In total, Ross co-wrote or wrote three books on economics, articles for the New York Review of Books and The New York Times, and a popular compendium of the best of everything from pizzas to police precincts called The Best.

== Death ==
Ross's life unraveled as his mood swings and impatience with himself and the world became uncontrollable. Ross was aware his mental state was deteriorating and aggressively sought out physical solutions for his mental ailments. Convinced his emotional problems had a physical cause, Ross spent a considerable amount of time in medical libraries researching new and unorthodox treatments to cure himself.
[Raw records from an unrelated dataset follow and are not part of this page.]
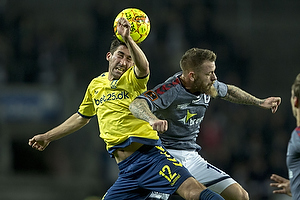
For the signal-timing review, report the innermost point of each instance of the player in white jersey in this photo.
(146, 169)
(177, 107)
(291, 187)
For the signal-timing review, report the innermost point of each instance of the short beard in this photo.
(212, 92)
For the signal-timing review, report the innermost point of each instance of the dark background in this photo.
(51, 49)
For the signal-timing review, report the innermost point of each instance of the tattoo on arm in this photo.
(237, 95)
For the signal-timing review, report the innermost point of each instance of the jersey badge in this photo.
(113, 84)
(151, 95)
(187, 117)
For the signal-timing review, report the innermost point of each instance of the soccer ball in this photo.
(140, 24)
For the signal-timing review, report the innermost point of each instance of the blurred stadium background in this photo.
(51, 49)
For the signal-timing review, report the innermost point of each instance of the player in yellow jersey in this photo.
(147, 170)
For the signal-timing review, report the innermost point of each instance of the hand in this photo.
(123, 28)
(281, 183)
(271, 103)
(39, 142)
(160, 126)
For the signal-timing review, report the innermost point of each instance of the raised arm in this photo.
(72, 124)
(237, 95)
(140, 109)
(138, 56)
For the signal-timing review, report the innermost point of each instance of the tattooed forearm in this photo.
(237, 95)
(140, 109)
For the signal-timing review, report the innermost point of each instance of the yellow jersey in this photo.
(110, 101)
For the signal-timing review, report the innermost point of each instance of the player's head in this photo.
(198, 65)
(119, 59)
(295, 96)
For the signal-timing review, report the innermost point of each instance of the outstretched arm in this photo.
(237, 95)
(72, 124)
(138, 56)
(141, 110)
(281, 183)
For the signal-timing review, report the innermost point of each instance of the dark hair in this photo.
(193, 58)
(115, 43)
(296, 86)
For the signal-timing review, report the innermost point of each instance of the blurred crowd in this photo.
(39, 47)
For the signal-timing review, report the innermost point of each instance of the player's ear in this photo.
(192, 76)
(108, 55)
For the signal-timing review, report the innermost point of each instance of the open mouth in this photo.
(120, 69)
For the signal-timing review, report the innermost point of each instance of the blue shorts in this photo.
(150, 168)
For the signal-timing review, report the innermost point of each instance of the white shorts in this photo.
(207, 174)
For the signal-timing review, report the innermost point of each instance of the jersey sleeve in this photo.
(86, 108)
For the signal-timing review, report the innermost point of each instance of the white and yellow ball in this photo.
(140, 24)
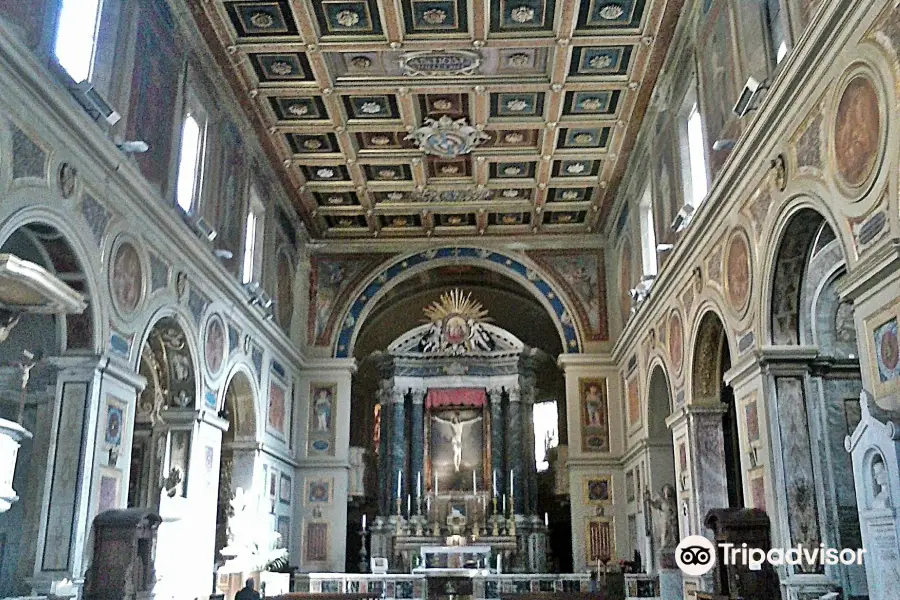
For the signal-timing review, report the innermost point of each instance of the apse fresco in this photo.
(457, 448)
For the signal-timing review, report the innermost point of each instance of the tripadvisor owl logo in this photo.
(695, 556)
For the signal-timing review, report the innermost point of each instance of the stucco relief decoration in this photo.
(884, 338)
(738, 272)
(214, 347)
(583, 275)
(126, 277)
(857, 131)
(331, 280)
(594, 415)
(456, 326)
(676, 341)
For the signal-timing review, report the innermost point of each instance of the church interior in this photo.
(449, 299)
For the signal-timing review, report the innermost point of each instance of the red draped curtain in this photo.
(438, 398)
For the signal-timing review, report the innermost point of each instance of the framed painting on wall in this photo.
(594, 415)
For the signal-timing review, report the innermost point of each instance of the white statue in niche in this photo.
(881, 491)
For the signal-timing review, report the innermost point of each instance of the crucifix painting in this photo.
(457, 447)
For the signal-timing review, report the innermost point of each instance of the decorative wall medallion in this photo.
(436, 63)
(738, 276)
(857, 131)
(214, 347)
(676, 341)
(126, 278)
(447, 138)
(67, 178)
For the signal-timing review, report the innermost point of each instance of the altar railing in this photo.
(393, 586)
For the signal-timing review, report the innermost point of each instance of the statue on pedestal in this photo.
(665, 517)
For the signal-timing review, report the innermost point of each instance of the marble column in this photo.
(398, 448)
(498, 455)
(417, 442)
(515, 446)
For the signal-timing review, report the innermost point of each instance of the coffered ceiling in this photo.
(544, 99)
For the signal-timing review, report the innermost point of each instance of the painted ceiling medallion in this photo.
(298, 110)
(361, 62)
(456, 325)
(522, 14)
(279, 67)
(447, 138)
(601, 61)
(434, 16)
(347, 18)
(517, 105)
(583, 138)
(518, 60)
(611, 12)
(262, 20)
(436, 63)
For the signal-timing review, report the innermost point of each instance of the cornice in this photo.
(105, 163)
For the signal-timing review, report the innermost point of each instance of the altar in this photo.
(456, 450)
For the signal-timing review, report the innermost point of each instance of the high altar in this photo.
(456, 470)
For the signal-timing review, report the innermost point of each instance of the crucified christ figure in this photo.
(456, 429)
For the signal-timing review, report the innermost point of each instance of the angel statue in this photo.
(456, 431)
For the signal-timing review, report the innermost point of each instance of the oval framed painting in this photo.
(214, 345)
(857, 136)
(738, 272)
(126, 277)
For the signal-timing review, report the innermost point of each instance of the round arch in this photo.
(709, 347)
(520, 269)
(38, 217)
(659, 402)
(791, 229)
(240, 403)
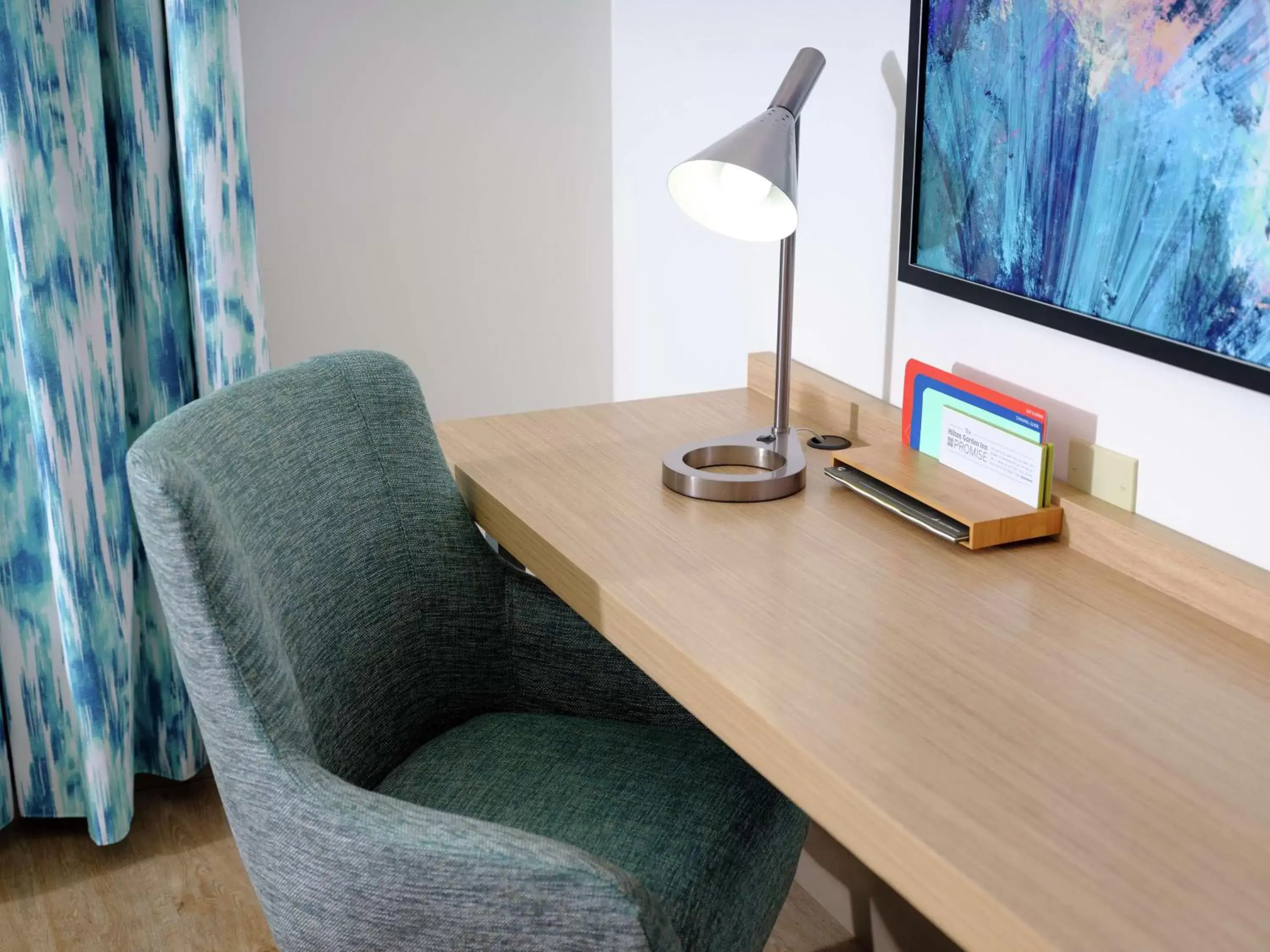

Among the treatments he tried were elaborate drug regimens, shock treatments, and brain surgery. The surgery, a cingulotomy, was performed at Massachusetts General Hospital and consisted of snipping a circuit in the limbic system. The surgery failed to alleviate his depression.

Those around Ross attempted to intervene and help. His friends lent him money and tried to find him jobs that were better suited for his mental state. In April 1985, Ross moved in with his brother, Daniel, accepting Daniel's and his mother's help. On May 1, 1985, at 39 years, Ross died by suicide in the pool of Capri Motel in Santa Clara, California.

After his death, a psychiatrist who had treated Ross remarked, "the early fame and brilliant success of his youth ruined him. Being a child prodigy is an enormously powerful event that disrupts normal development."

Ross never married and left no children. He is remembered as a "true genius, a sweet, likable, and generous man."